Friday 10 February 2017

Rahab Naisotuae Kenana is a social entrepreneur on a mission - she wants to transform the fortunes of hundreds of women in her rural homeland by marketing Maasai beads. The beads are already popular with tourists visiting Kenya’s vast Maasai Mara region and Rahab wants the women who make them to be smiling all the way to the bank. Rahab says, "Beadwork among Maasai women is century’s old tradition but it is important that this work is harnessed to benefit the local community, especially as we continue to make great strides in eco-tourism.“
Rahab was one of several social entrepreneurs, partners and policy-makers from both the public and private sectors who attended a British Council sponsored forum in Nairobi to discuss the social enterprise sector in Kenya. She works as a technical advisor to 15 women's groups in the Trans Mara region, inhabited by the Maasai, where she is helping them turn their beadwork into a commercially viable enterprise: “For Maasai women, making beads has been part of their culture for so long, but selling them has not raised living standards because middlemen have been reaping the benefits. Through this project, we hope that women will be able to strengthen their businesses, distribution networks and production capacity."

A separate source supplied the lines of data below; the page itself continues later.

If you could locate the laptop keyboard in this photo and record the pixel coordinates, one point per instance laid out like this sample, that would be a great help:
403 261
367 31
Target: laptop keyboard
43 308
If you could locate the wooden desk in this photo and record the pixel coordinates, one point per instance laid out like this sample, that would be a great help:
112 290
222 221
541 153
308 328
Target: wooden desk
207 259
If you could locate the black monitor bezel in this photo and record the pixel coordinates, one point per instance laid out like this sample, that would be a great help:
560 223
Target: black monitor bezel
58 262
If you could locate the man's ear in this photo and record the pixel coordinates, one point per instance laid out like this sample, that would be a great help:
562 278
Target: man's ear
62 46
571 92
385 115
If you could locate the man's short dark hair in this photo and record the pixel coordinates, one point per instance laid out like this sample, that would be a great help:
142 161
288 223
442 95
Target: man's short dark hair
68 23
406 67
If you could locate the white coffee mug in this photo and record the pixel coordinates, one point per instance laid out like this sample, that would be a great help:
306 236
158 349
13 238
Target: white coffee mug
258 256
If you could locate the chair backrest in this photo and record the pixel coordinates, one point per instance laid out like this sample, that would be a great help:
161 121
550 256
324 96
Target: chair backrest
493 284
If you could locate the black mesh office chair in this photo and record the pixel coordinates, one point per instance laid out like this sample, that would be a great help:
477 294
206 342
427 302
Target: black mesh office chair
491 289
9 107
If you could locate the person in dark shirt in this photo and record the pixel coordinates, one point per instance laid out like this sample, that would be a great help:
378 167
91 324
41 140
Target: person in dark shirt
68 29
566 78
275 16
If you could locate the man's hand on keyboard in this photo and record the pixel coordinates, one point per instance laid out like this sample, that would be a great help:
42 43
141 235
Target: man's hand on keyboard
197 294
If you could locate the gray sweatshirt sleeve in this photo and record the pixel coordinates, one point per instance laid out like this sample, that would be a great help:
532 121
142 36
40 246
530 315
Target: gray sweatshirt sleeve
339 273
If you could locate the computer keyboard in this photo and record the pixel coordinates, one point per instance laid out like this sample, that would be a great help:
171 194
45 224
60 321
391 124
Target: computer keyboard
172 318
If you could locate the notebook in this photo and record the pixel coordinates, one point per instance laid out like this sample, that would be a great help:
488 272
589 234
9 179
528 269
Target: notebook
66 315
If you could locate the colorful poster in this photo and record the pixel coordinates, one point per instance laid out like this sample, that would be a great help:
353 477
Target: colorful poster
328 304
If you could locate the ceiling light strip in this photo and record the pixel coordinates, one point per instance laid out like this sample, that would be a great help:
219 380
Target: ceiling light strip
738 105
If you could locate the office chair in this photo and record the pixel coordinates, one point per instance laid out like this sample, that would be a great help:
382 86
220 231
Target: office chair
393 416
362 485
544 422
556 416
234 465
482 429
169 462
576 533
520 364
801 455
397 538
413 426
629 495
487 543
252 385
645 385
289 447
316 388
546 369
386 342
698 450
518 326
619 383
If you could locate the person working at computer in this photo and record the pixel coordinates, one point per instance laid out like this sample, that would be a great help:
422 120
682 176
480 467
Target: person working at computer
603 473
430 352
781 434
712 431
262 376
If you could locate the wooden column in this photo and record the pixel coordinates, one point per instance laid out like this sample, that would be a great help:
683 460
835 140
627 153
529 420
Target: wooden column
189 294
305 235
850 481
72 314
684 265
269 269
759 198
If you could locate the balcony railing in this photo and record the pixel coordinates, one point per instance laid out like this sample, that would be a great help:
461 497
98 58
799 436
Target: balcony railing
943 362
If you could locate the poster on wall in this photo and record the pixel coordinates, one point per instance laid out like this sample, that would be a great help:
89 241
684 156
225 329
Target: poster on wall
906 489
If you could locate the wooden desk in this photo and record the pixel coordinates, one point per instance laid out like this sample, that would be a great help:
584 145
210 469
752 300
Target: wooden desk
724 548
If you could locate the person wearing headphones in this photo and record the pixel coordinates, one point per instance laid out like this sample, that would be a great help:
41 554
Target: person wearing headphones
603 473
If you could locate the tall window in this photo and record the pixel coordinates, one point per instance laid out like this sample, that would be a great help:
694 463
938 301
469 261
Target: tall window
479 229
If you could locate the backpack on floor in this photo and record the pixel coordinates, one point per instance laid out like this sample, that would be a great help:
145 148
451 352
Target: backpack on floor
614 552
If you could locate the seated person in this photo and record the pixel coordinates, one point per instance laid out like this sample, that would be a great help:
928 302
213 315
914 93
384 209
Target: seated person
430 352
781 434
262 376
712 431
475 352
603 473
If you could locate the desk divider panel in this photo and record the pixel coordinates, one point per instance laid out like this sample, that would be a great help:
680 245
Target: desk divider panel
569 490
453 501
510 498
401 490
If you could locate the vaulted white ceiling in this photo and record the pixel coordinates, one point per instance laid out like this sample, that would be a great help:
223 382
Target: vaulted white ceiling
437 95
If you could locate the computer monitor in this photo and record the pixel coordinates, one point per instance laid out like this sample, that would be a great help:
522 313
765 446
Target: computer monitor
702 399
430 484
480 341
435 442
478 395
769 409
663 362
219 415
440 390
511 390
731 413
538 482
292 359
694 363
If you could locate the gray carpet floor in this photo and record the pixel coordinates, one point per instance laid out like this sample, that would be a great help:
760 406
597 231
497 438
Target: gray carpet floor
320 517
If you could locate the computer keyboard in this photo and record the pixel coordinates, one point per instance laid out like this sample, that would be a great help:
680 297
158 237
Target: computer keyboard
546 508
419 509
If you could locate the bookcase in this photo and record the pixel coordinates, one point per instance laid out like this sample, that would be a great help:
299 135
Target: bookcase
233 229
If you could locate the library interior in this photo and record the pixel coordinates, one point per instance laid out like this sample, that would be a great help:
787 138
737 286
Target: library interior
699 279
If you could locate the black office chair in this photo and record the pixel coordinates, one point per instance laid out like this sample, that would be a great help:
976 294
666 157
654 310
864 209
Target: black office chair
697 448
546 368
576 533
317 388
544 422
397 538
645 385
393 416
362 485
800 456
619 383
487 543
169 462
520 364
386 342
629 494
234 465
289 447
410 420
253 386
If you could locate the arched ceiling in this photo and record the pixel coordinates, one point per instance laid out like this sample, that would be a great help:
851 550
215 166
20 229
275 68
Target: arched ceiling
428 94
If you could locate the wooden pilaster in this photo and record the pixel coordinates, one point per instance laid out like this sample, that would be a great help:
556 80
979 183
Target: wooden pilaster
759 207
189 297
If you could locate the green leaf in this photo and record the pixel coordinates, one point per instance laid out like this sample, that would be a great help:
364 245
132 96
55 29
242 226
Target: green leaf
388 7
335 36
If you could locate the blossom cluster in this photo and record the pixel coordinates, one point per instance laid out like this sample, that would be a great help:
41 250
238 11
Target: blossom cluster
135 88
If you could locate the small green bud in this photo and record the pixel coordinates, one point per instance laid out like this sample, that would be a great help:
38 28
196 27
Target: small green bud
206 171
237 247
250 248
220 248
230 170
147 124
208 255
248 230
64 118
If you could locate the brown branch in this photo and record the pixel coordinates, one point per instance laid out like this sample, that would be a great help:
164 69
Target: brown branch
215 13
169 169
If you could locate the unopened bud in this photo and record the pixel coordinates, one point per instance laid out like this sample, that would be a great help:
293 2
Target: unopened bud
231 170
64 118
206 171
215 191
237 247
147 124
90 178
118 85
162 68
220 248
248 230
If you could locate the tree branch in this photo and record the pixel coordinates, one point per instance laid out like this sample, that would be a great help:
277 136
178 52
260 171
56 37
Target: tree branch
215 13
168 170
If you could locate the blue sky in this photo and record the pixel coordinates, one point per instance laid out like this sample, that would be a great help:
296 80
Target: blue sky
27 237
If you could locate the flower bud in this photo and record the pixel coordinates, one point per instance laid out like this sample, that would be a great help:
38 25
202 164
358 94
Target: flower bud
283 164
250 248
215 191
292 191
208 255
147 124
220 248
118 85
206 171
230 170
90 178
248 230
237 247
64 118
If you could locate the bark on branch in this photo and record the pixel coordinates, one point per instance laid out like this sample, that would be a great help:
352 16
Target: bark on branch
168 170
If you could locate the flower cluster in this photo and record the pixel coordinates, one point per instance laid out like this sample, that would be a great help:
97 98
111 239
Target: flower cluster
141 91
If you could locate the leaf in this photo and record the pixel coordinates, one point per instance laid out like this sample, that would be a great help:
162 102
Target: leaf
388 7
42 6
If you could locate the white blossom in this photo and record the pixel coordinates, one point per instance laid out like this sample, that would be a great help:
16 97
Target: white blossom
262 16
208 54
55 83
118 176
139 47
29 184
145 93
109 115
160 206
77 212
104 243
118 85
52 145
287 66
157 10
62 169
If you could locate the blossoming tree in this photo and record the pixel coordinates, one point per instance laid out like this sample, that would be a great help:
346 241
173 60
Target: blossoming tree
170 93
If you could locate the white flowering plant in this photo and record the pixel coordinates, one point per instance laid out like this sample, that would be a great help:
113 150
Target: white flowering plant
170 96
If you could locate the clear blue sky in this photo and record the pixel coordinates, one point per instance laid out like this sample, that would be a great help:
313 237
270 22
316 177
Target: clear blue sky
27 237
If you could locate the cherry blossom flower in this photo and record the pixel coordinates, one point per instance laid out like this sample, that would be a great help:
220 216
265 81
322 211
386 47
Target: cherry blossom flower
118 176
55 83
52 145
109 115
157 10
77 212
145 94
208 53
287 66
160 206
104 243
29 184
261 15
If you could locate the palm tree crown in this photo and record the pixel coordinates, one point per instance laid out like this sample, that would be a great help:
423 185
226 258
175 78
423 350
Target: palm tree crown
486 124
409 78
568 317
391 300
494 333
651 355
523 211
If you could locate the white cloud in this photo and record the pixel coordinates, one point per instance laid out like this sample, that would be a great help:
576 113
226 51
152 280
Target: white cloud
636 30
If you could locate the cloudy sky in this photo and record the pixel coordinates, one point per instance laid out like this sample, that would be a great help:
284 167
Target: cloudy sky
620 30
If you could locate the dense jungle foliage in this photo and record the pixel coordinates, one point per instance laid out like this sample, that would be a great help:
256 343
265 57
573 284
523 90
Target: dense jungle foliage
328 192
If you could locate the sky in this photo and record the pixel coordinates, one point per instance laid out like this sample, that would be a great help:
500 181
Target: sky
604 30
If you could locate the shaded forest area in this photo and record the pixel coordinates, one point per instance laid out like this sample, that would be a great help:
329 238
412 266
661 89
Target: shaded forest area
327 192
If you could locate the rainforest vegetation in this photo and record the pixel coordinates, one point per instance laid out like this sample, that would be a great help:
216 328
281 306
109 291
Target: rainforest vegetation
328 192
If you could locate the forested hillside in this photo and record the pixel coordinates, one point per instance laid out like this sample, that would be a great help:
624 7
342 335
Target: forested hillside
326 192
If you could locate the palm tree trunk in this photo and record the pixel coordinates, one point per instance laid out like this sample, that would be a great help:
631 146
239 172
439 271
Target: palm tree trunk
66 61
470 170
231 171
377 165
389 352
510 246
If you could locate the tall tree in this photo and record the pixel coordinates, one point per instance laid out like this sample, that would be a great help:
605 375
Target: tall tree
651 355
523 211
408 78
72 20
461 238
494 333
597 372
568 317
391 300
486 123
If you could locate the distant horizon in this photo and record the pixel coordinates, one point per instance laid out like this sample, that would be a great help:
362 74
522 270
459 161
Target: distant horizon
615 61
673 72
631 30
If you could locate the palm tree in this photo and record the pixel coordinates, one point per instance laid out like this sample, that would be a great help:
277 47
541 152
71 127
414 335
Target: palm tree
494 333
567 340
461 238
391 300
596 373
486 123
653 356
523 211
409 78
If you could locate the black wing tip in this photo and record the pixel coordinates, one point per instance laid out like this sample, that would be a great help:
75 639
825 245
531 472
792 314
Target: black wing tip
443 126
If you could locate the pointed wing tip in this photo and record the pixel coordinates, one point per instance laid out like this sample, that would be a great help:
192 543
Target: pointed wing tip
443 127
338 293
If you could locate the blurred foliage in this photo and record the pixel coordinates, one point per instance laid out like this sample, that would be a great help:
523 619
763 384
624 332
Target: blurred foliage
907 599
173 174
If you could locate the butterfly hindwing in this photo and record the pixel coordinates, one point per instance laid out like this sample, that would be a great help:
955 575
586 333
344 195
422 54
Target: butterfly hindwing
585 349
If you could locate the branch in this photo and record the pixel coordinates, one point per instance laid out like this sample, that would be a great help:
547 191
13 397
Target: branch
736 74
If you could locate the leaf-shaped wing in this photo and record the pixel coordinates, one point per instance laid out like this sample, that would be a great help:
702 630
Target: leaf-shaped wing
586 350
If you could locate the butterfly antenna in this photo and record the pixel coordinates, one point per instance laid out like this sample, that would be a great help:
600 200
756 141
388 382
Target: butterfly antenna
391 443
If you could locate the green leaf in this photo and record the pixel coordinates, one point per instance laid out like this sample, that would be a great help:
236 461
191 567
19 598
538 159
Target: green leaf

The UK is widely recognised to have one of the most developed social enterprise eco-systems in the world and has a demonstrated commitment to supporting the growth of social enterprise and social investment globally. At the Nairobi Social Enterprise Forum, Rahab and the other participants had an opportunity to learn from a UK social enterprise expert and the British Council Social Enterprise lead. “I have learnt a lot from the forum and also shared experience with other social enterprise groups that came to Nairobi, and this has opened doors for us to network and partner. It has been a very useful exercise to learn from the UK social enterprise sector and I now understand on the need for the Maasai groups to work on their leadership and accountability structures”, says Rahab.
The group has received a £24,000 grant from the British Council which will go a long way towards setting up the right structures to allow the beadwork to thrive as a social enterprise activity.